July 14, 1999
KALAMAZOO -- It's not often that conducting research requires one to eat a lawyer. But five Western Michigan University students and two faculty members found themselves doing just that this summer as part of their research on the history of regulation and conservation of Lake Michigan fisheries.
Armed with tape recorders and cameras, the five students and Drs. Michael J. Chiarappa and Kristin M. Szylvian, WMU assistant professors of history, spent nearly three physically and emotionally demanding weeks in a van, making their way from Ludington and the Leelanau Peninsula to coastal Wisconsin to gather more than 40 oral histories of fishing the "Big Lake."
It was on Washington Island, Wis., that they dined on lawyers, which is a type of freshwater cod caught in Lake Michigan. Burbot, as the fish is formally known, is referred to by the locals as a "lawyer." A local fisherman introduced the researchers to what many consider the "poor man's lobster" by taking them to his family's restaurant to give them a fresh burbot dinner.

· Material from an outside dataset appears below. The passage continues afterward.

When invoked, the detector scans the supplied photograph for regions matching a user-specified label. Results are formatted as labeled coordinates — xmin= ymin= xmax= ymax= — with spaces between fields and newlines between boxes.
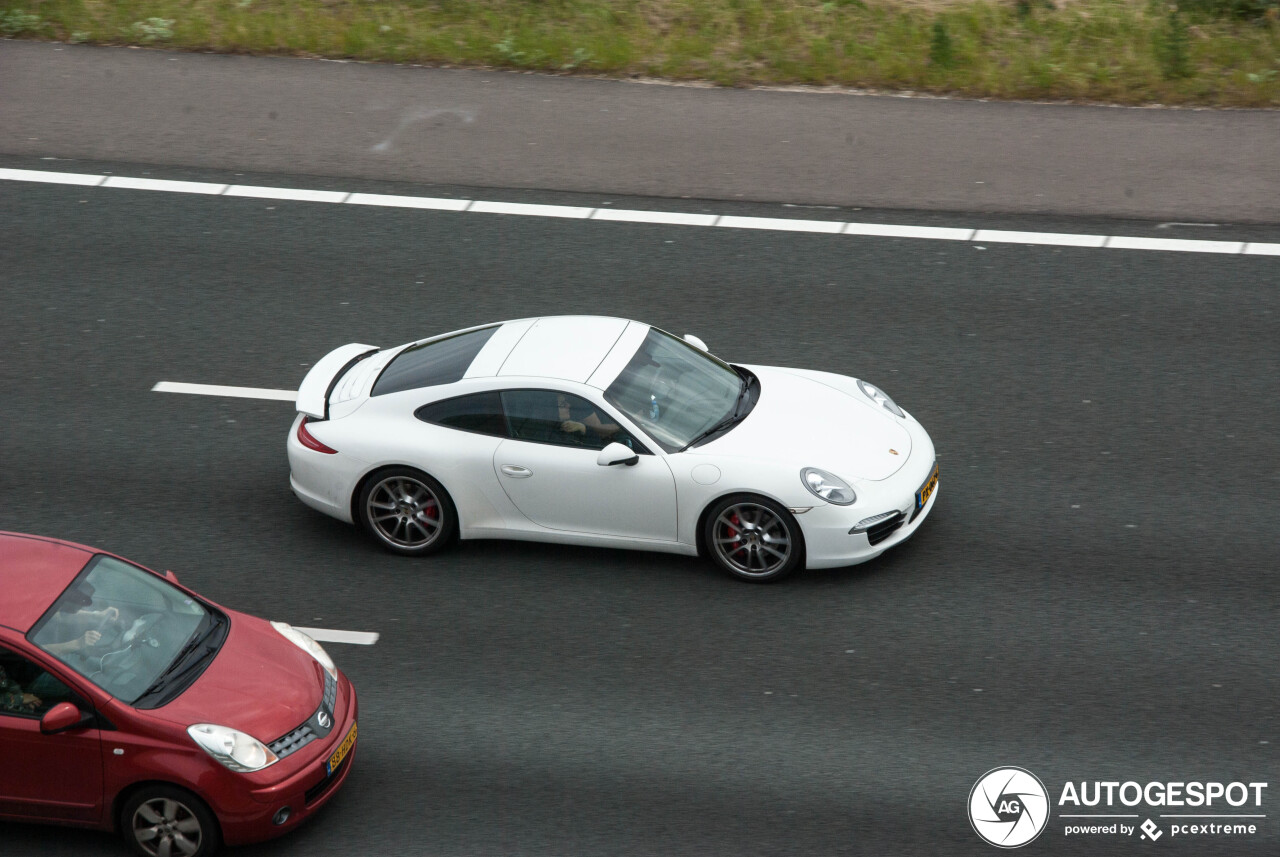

Such local lore will become part of the project's outcome, a traveling exhibit called "Fish for All: The Legacy of Lake Michigan Fisheries Policy and Management." The project takes a historical look at the regulation of fishing on Lake Michigan and how it has been influenced by federal and state governments, Native Americans, commercial and sport fishermen, and environmental and conservation groups. The effort is funded in part by a $198,720 grant from the Great Lakes Fisheries Trust and by the Great Lakes Center for Maritime Studies, a partnership between WMU and the Michigan Maritime Museum in South Haven, Mich.
Among the individuals interviewed by team members were commercial, charter sport and tribal fishers and representatives from local, state, and federal regulatory agencies. The team members conducted interviews in restaurants, on docks, on the decks of fish tugs and trap net boats, inside fish packing and equipment sheds or by spending all night on a research vessel.
In order to truly understand how fisheries regulation influences the lives and livelihoods of their subjects, students often found themselves putting down the recorders and picking up a net or knife and digging in.
"Getting into the work and observing what they are doing adds so much to your understanding," says Jason M. Wintersteen, a senior from Marshall, Mich., who took on the tasks of a deckhand on a fishing tug. "If they see you jump in and do the work with them, it tends to get them to open up more. Working alongside them helped open my eyes to their views and helped me to gain their acceptance."
Graduate student Matthew G. Anderson of Cadillac, Mich., says the generosity of those the team encountered was "overwhelming." In addition to the lawyer dinner, the group was treated to a traditional Door County, Wis., fish boil by a family of commercial fisherman.
"I think we really touched nerves," Anderson says of those interviewed. "We wanted to know about their pasts and we were respectful of their history. The power of history is that it wakes people up to their past, gives them the tools to deal with the present and look to the future."
The willingness of the subjects to talk was a welcome surprise to the researchers. Chiarappa says that the students may not have an appreciation for how successful their endeavors were.
"We were very successful conducting so many interviews in such a short amount of time," he says. "Aware as we are of the emotional nature of the topic, we expected many people wouldn't talk to us. But we didn't find anyone to be like that."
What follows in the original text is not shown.